Poi a capo del mondo qualche tempo dopo arrivano loro: Nikita Chruščёv e John F. Kennedy, sono meno bellicosi dei rispettivi predecessori, eppure è proprio con le loro leadership, che nel 1962, la crisi dei missili a Cuba porta il pianeta a un passo dalla guerra totale. La terza guerra mondiale, quella che non farà né vincitorivinti. Non succede nulla – ce ne saremmo accorti – ma tanto basta a dare il via a quei trattati infiniti che, a metà degli anni ’70, porteranno con Nixon e Brežnev alla cosiddetta “distensione”.

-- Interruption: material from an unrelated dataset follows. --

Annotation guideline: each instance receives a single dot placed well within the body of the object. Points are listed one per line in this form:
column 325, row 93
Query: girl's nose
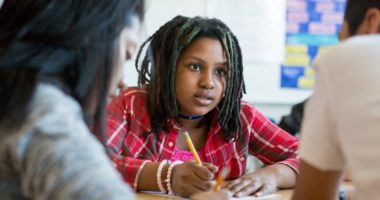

Stranamore e il salvatore del mondo

L’incubo nucleare comincia a scolorire, mentre Stanley Kubrik ha ormai incollato un altro tassello all’immaginario collettivo e un titolo che diventa emblematico della follia che agita le contrapposizioni. Esiste da qualche parte un “Dottor Stranamore”? In occidente c’è chi ci crede, e c’è chi crede che tutto possa ancora accadere, magari solo per errore. Un errore effettivamente ci sarà, il 23 settembre del 1983, quando sugli schermi sovietici si vede comparire la traccia di cinque missili nucleari sparati dagli Stati Uniti. Il protocollo impone che dall’URSS si risponda con eguale moneta, ma qualcuno disobbedisce, l’ufficiale Evgrafovich Petrov, che non crede all’attacco, non schiaccia quei pulsanti ed ha ragione. La sua storia l’ha scovata Roberto Giacobbo e raccontata nel libro “L’uomo che ci salvò dall’apocalisse” (Edizioni Rai Eri).

La caduta dell’impero

Col crollo del Muro di Berlino e la dissoluzione progressiva dell’Impero sovietico, l’incubo nucleare – ormai passato di moda – si manifesta sotto altre forme e tra storia, misteri e complotti procede sottotraccia, distante dai pensieri della massa. Che fine abbiano fatto gli arsenali Sovietici nelle ex Repubbliche dell’impero, e la possibilità che materiale sensibile sia finito nelle mani sbagliate sembrano i presupposti perfetti per un romanzo di spionaggio del XXI secolo, un romanzo che tira in ballo terrorismo e dittatori colpevolmente dimenticati dalle cronache.

Barak e l’Iran

A porvi rimedio – si spera – è Barak Obama che nel 2010 firma con la Russia il “New Start” un trattato di controllo sulle armi strategiche. Una serie successiva di vertici sulla sicurezza nucleare contribuiscono a evitare che il materiale fissile venga disperso non si sa come. Ma probabilmente il successo più importante dell’ex presidente USA in questo campo è aver assicurato un accordo per limitare il programma nucleare iraniano per i prossimi 10-15 anni.

Kim e Donald

E così le potenze atomiche restano nove. E se la condizione di perenne minaccia che vive Israele è preoccupante, non di meno lo è l’odio armato tra India e Pakistan. Tuttavia oggi è la Corea del Nord a far tremare le vene ai polsi, e fa tremare anche la terra, considerando che il test della bomba idrogeno da 120 chilotoni sganciata domenica scorsa ha provocato due scosse sismiche di magnitudo 6.4. L’incubo adesso sono loro: il dittatore coreano Kim Jong Un e il presidente USA Donald Trump. Due galli minacciosi in cima al mondo cui la Storia ha assegnato della pagine da riempire. Speriamo di cavarcela.